Bone broth is a very high source of both protein and gelatin (great for our hair, skin, nails, joints, bones and belly), is abundant in minerals such as calcium, magnesium, phosphorous, and contains amino acids glycine and proline. All of these wonderful nutrients work harmoniously with our body to improve digestion, help to heal leaky-gut, promote healing, cell growth and cell repair, strengthen hair and nails, improve joint and bone health, increase immunity, and promote overall health and wellness. It is easy to prepare, and once on the stove or in the slow cooker, you can leave it to do its thing! I might add that – if you don’t already own a slow cooker, you should definitely make the investment – they are a godsend for time-saving, especially if you have kids! They are a little easier to keep on, and a better option if you are concerned about leaving something on the stove for a long period of time.

1 large organic free range chicken (whole or just the carcass) OR
Roughly 1.5 – 2 kgs organic free range beef or lamb marrow, soup and neck bones
2 large carrots
2 celery stems
1 large onion, diced
6 cloves organic garlic
2 fresh bay leaves
2 birdseye chili’s (omit if you do not like heat)
1/4 cup apple cider vinegar
1 tsp fresh peppercorns
Generous pinch of salt
1 tblsp ghee
Filtered water
*You can add additional fresh herbs to give extra flavour if you wish – bay leaves & thyme go well

1. Roast bones for around 25 mins at 180 degrees C. (If you don’t have time to do this, just add them straight into your pot or slow cooker). Once roasted, add all of the ingredients to your slow cooker or a large pot, and cover with filtered water
2. Simmer on low heat for minimum of 24 hours. Once finished and slightly cooled, remove the bones and vegetables from the pot and discard
3. Place the broth into a large bowl and cover, storing in the fridge until it sets like jelly.
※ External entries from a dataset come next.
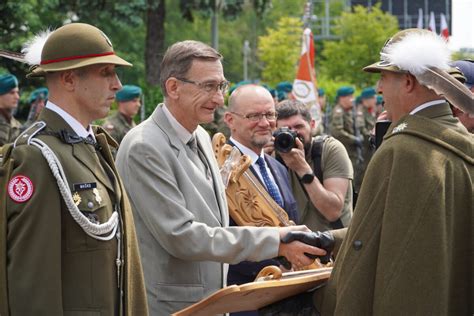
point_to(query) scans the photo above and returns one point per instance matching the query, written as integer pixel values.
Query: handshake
(322, 240)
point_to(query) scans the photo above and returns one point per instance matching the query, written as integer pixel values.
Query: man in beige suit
(177, 193)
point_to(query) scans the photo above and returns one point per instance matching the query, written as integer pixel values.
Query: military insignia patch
(400, 127)
(98, 198)
(76, 198)
(20, 188)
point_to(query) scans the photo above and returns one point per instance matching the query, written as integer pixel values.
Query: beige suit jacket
(182, 218)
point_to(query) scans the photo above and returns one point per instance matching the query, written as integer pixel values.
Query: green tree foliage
(280, 50)
(363, 33)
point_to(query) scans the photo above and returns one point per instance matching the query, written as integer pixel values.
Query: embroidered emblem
(76, 198)
(400, 127)
(98, 198)
(20, 188)
(106, 38)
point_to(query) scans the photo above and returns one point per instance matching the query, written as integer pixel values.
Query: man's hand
(269, 147)
(294, 251)
(323, 240)
(295, 159)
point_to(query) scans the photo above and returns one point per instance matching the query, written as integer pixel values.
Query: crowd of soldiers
(165, 192)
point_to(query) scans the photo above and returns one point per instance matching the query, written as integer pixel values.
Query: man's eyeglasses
(209, 86)
(256, 117)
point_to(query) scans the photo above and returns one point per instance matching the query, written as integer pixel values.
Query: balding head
(251, 116)
(243, 94)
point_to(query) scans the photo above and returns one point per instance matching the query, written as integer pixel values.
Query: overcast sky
(462, 33)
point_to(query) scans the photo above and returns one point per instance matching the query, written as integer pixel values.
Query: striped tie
(269, 183)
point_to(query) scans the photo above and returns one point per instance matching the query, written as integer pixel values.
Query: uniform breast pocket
(96, 205)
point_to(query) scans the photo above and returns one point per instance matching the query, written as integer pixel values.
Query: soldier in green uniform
(345, 127)
(128, 100)
(9, 97)
(71, 247)
(366, 120)
(37, 101)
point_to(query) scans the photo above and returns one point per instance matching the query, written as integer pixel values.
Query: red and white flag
(419, 24)
(444, 32)
(432, 24)
(304, 86)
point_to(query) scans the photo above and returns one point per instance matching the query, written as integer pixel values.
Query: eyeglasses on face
(209, 86)
(256, 117)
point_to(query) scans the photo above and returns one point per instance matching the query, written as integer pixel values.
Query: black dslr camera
(285, 139)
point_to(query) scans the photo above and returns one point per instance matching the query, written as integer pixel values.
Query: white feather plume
(418, 51)
(33, 48)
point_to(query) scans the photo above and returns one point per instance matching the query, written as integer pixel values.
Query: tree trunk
(155, 40)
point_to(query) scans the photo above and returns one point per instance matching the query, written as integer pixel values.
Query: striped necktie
(269, 183)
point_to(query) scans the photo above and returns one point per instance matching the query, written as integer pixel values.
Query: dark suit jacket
(246, 271)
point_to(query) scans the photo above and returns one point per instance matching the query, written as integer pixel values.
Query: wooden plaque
(255, 295)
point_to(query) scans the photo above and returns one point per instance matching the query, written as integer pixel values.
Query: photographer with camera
(320, 169)
(251, 119)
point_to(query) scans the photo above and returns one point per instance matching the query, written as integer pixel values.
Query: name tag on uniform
(84, 186)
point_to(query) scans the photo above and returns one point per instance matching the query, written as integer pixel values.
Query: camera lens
(284, 140)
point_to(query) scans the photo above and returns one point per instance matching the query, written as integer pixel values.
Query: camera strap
(316, 154)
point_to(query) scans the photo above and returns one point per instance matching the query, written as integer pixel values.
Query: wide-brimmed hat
(397, 54)
(73, 46)
(127, 93)
(426, 56)
(7, 83)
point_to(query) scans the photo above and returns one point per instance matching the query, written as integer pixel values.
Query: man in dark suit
(251, 118)
(68, 236)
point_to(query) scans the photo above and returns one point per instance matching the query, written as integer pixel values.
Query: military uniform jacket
(181, 218)
(408, 250)
(9, 131)
(335, 163)
(53, 267)
(117, 126)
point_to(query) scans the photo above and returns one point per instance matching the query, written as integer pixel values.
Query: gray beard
(259, 143)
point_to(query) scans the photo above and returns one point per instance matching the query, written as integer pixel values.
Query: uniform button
(357, 245)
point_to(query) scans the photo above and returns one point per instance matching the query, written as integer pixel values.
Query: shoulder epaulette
(29, 133)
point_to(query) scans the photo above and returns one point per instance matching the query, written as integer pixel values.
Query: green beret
(281, 95)
(238, 84)
(344, 91)
(284, 86)
(128, 92)
(379, 99)
(368, 93)
(271, 90)
(75, 45)
(40, 93)
(7, 83)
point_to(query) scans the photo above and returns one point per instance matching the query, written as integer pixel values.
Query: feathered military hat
(426, 56)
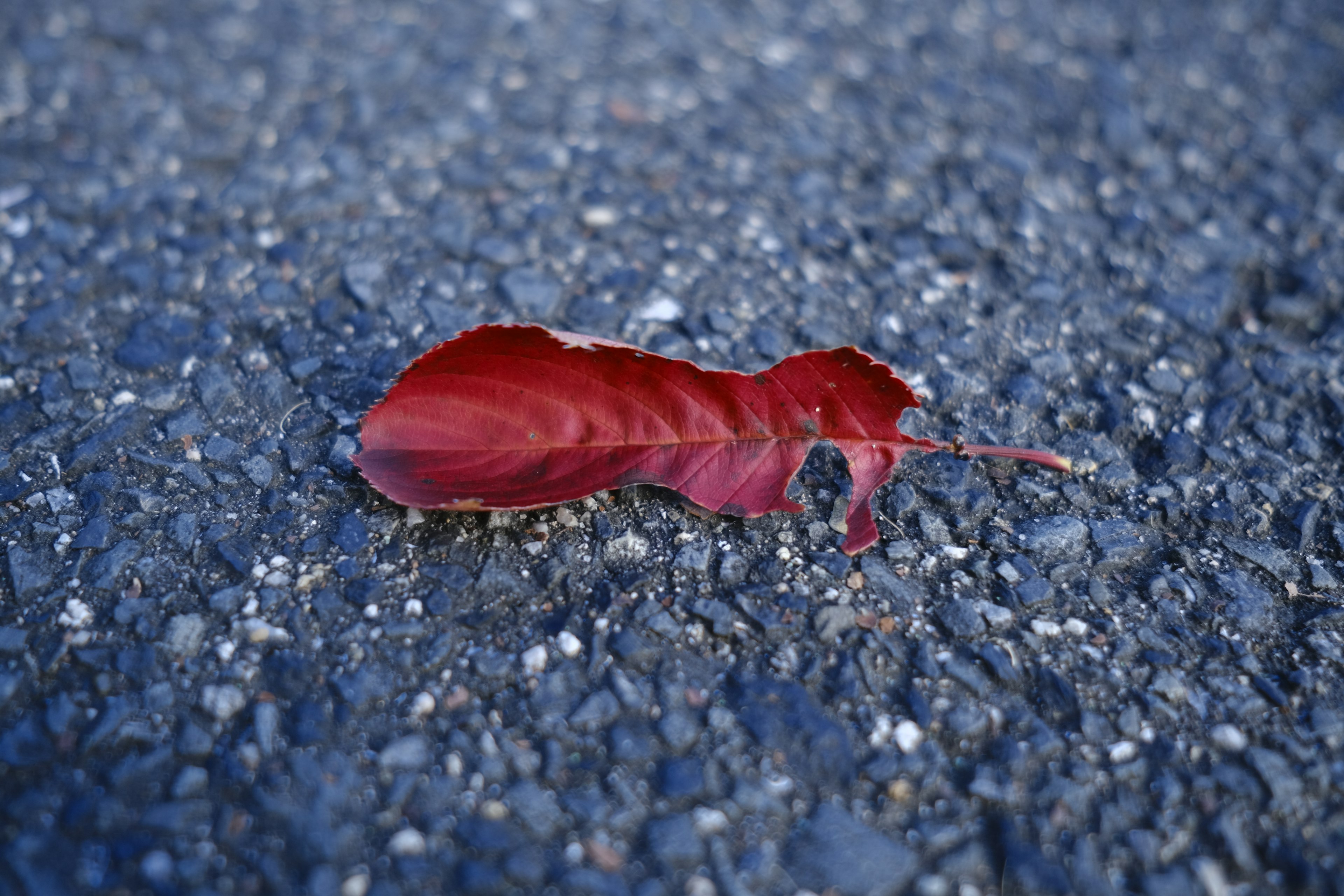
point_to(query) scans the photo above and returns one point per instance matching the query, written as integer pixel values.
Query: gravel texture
(1111, 230)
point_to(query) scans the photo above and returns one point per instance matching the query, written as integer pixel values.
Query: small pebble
(355, 886)
(1046, 629)
(408, 841)
(534, 660)
(569, 645)
(908, 737)
(1123, 751)
(422, 705)
(1227, 738)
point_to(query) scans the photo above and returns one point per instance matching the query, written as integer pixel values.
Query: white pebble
(534, 660)
(422, 705)
(1046, 629)
(909, 737)
(1227, 738)
(998, 616)
(882, 730)
(569, 645)
(709, 821)
(77, 614)
(222, 702)
(1123, 751)
(355, 886)
(408, 841)
(600, 217)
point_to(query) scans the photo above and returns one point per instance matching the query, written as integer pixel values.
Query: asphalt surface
(1111, 230)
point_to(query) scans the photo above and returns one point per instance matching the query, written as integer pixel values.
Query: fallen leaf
(519, 417)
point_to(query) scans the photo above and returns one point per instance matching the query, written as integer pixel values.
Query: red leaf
(518, 417)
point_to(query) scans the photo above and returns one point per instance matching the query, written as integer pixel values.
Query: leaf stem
(1043, 458)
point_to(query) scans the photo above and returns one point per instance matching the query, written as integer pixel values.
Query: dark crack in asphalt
(1115, 232)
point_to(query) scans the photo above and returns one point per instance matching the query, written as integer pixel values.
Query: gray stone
(961, 618)
(834, 849)
(267, 723)
(229, 601)
(94, 535)
(1275, 561)
(718, 614)
(1323, 580)
(217, 390)
(1277, 774)
(1117, 476)
(260, 471)
(13, 641)
(537, 809)
(878, 578)
(219, 449)
(1034, 590)
(1249, 605)
(733, 569)
(694, 558)
(531, 292)
(674, 843)
(933, 528)
(834, 621)
(1120, 543)
(186, 424)
(365, 280)
(182, 530)
(10, 683)
(1054, 539)
(351, 534)
(679, 730)
(406, 754)
(193, 781)
(222, 702)
(185, 635)
(596, 713)
(107, 569)
(30, 572)
(194, 742)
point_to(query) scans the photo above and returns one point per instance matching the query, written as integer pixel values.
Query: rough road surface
(1111, 230)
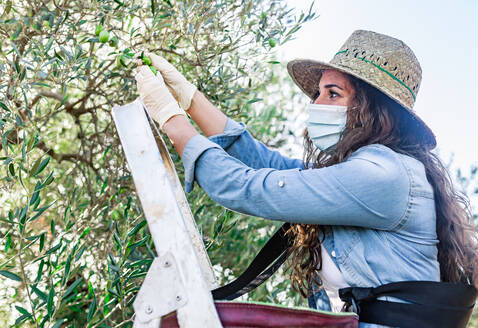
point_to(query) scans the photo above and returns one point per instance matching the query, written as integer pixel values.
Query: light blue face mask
(325, 124)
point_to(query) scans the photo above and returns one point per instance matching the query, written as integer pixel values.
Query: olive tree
(74, 241)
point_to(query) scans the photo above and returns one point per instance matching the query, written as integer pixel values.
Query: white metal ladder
(181, 277)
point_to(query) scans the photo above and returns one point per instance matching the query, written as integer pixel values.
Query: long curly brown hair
(372, 118)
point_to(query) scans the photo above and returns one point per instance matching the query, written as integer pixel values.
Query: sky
(444, 37)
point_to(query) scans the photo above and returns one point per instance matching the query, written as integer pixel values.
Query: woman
(370, 203)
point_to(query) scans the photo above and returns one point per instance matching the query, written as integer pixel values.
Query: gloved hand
(159, 102)
(181, 88)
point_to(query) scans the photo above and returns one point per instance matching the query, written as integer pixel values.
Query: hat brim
(306, 73)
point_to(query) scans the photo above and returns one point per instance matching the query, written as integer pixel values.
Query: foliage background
(73, 239)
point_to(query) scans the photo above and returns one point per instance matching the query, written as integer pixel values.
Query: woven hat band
(381, 73)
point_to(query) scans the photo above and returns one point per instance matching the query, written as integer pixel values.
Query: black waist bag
(431, 304)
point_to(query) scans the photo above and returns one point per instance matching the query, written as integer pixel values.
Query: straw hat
(384, 62)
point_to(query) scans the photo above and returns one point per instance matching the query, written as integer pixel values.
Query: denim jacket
(376, 207)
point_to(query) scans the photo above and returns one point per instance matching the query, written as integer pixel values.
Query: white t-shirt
(332, 280)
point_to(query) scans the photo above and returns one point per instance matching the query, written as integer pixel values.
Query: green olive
(104, 36)
(146, 60)
(153, 69)
(114, 41)
(98, 29)
(120, 61)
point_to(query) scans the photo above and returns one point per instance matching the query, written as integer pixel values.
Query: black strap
(269, 259)
(433, 304)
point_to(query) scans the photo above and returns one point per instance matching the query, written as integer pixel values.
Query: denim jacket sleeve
(239, 143)
(370, 189)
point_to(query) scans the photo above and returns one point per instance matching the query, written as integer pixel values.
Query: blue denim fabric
(377, 207)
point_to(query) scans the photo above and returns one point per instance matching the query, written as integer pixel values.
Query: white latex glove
(159, 102)
(181, 88)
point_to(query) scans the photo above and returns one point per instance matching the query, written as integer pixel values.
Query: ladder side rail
(164, 218)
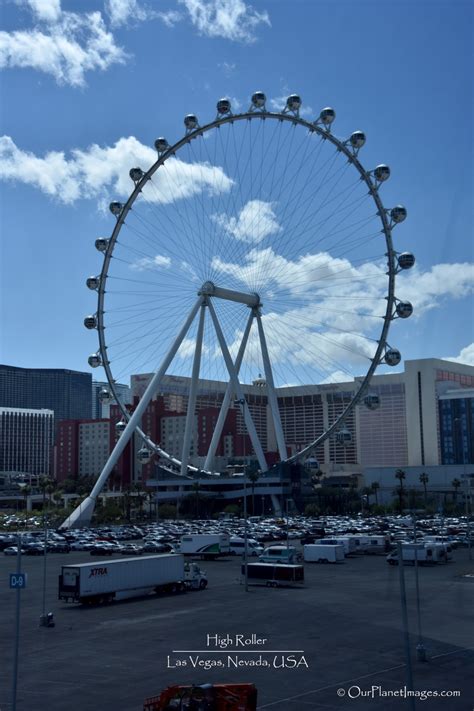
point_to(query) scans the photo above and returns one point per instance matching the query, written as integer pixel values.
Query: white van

If you don’t like the thought of drinking the fat, you can easily remove this – it will have set firmly on the top of the broth after being refrigerated (if the bones are organic and grass fed, the fat is good for you!). You can either portion the broth up and freeze for future use, or you can keep the stock in the fridge to reheat for around 2-3 days.

You can use this broth as a base for soups, stocks, soaking nuts, seeds and grains, or can warm and enjoy in a big mug on its own, with a little extra seasoning and some fresh greens and herbs added!